After installing the adapter, the attached monitor will come up as a regular monitor, onto which users can extend or clone the image from the original monitor.


We used the Multi-View II over the course of a few months to really get a feel for how well it works in daily life over a sustained period of time.

At first, it feels like just a regular monitor. A little monitor icon appears in the taskbar, allowing users to quickly extend the desktop to the monitor attached to the Multi-View II. However, when scrolling quickly in a webpage, there is noticeable difference difference in quality – the image blurs for a millisecond and then sharpens again. This is of course due to the fact that the image is compressed, sent over the USB-cable to the adapter and then decompressed, all of which happens almost instantaneously. The glitch doesn’t occur all the time, but regularly enough that it is something users need to get used to.
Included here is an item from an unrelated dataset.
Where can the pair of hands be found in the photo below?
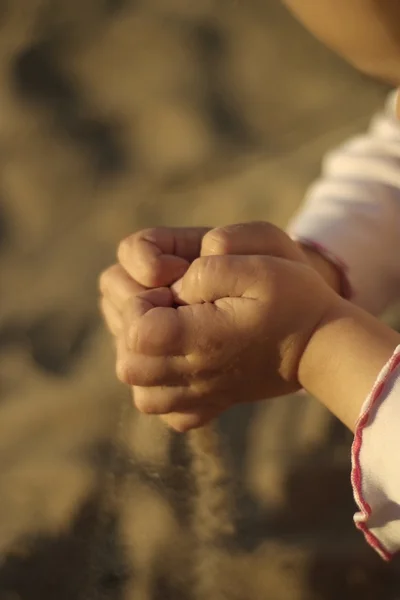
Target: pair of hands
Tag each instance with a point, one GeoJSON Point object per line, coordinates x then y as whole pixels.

After upgrading to the latest drivers (released 29th September 2010), we noticed that the blurring reduced significantly compared to the previous beta-drivers we used. It is clear that future optimizations will improve it further.
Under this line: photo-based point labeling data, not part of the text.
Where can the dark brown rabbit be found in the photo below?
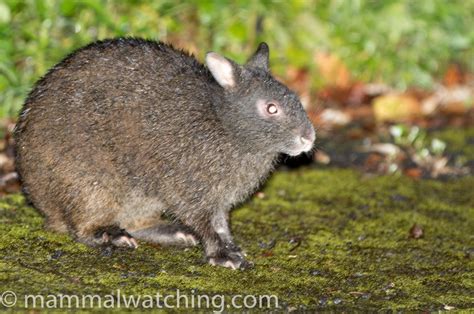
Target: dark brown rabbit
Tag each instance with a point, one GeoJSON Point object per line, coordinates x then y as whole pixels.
{"type": "Point", "coordinates": [125, 131]}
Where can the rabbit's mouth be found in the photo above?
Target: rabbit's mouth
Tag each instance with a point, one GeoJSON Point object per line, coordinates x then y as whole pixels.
{"type": "Point", "coordinates": [302, 144]}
We tested playing video on the attached monitors, with mixed experience. Standard definition clips (like DVDs) played fine, and even some 720p DivX clips played fine, but when we tried a 720p-matroska clip or a 1080p-matroska clip, it was choppy and blurry.

Users should similarly keep gaming light, as the Multi-View II can’t cope with fast moving games. We actually tested the original StarCraft, which worked fine.
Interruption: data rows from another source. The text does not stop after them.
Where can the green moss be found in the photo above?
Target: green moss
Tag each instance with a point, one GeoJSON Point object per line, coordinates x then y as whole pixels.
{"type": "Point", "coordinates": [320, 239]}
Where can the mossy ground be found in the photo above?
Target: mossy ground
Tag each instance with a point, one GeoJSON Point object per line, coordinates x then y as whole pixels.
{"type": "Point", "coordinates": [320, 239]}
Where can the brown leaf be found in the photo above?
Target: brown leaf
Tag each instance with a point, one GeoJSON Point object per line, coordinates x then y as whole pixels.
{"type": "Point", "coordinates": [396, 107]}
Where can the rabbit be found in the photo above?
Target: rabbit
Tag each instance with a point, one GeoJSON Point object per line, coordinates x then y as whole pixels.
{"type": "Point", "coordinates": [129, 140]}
Overall, we were quite happy with the Multi-View II, especially on our work computer, as long as the loads were light. When the load got too high, the image froze. It was easily fixable by extending the monitor to a new side (right instead of left and so on) and then back, but it was still annoying.



We have mixed feelings about the Multi-View II. Even with the sacrifices in quality (the minor split second blurring of the image), when it works, the Multi-View II is an excellent piece of technology that really is useful if you in an easy way want to expand with more monitors. At $65 it’s a cheap alternative to buying a new video card, and it is the only way to attach 2 or more monitors to a laptop.

What ultimately brings the rating down, though, is the fact that the product is unstable under a high amount of load. Though it was not severe, the instability under heavy load forced us to put in a dedicated HD5650. In all fairness though, the Multi-View II has worked well over the last few months under light or moderate loads.


Performance  6
Value  7
Quality  6
Features  8
Innovation  8
We are using a new addition to our scoring system to provide additional feedback beyond a flat score. Please note that the final score isn’t an aggregate average of the new rating system.
Total  6
Pro Cons

Makes it very easy to attach a monitor

Good performance with the right system

Easy to carry with the notebook

Good price

Minor image quality issues due to compression

Unstable when system is under load


Summary: The HIS Multi-View II is a nice product that makes it easy to attach a monitor to any system. It does, however, need better drivers that can handle a system under load.